En el ámbito de la liquidación del patrimonio matrimonial, el artículo 236, párrafo 2, del TMK faculta al juez para reducir o suprimir completamente la participación del cónyuge culpable en el valor añadido del patrimonio ganancial. En el derecho turco, este es uno de los únicos dos supuestos — junto con el adulterio — en que dicha reducción está permitida, lo que refleja la gravedad excepcional que la ley atribuye a la tentativa de homicidio.
En cuanto al derecho sucesorio, conforme al artículo 181 del TMK los cónyuges divorciados pierden sus derechos hereditarios legales desde que la sentencia de divorcio adquiere firmeza. El artículo 181, párrafo 2, del TMK extiende este principio a los casos en que el cónyuge demandante fallece durante un procedimiento de divorcio en curso: «Si uno de los herederos del cónyuge fallecido continúa el procedimiento y se acredita la culpa del otro cónyuge, será de aplicación lo dispuesto en el párrafo primero.» En un procedimiento basado en tentativa de homicidio, esto significa que los herederos de la víctima pueden continuar el proceso y privar al cónyuge superviviente y culpable de sus derechos sucesorios.
Por lo que respecta a la guarda y custodia de los hijos menores, el juez decide siempre atendiendo al interés superior del menor.
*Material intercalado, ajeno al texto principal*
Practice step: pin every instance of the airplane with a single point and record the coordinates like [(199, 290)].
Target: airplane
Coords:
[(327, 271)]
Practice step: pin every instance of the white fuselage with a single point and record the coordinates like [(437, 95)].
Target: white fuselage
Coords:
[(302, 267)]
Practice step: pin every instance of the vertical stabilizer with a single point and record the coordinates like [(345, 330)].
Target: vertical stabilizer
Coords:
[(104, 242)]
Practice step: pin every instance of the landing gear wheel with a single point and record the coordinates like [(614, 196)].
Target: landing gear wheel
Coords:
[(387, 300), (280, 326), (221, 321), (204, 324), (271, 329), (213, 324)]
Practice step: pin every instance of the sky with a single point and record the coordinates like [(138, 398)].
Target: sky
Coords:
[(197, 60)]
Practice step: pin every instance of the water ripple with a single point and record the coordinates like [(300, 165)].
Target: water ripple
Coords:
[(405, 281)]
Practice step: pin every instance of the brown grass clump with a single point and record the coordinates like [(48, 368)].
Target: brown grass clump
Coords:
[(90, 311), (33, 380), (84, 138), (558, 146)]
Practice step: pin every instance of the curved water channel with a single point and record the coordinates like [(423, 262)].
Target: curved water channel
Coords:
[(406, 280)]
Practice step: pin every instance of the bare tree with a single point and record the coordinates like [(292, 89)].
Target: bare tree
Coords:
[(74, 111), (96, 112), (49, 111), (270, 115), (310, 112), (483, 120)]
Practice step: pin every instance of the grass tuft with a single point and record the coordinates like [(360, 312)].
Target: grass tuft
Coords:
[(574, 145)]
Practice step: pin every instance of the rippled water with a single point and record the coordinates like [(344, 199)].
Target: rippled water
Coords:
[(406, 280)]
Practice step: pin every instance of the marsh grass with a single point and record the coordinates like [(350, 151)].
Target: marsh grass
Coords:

La culpa de los cónyuges no es el único factor determinante, pero un progenitor que ha intentado matar al otro no puede ser considerado sin más como una persona sin riesgo para el hijo — especialmente cuando se acredita un patrón de comportamiento violento.
Finalmente, también puede resultar relevante la pensión compensatoria por necesidad prevista en el artículo 175 del TMK. El cónyuge que como consecuencia del divorcio se vea abocado a la necesidad económica puede reclamar alimentos, siempre que su culpa no sea mayor que la del otro cónyuge. Dado que la tentativa de homicidio representa siempre la culpa más grave, el cónyuge perjudicado cumplirá en principio este requisito.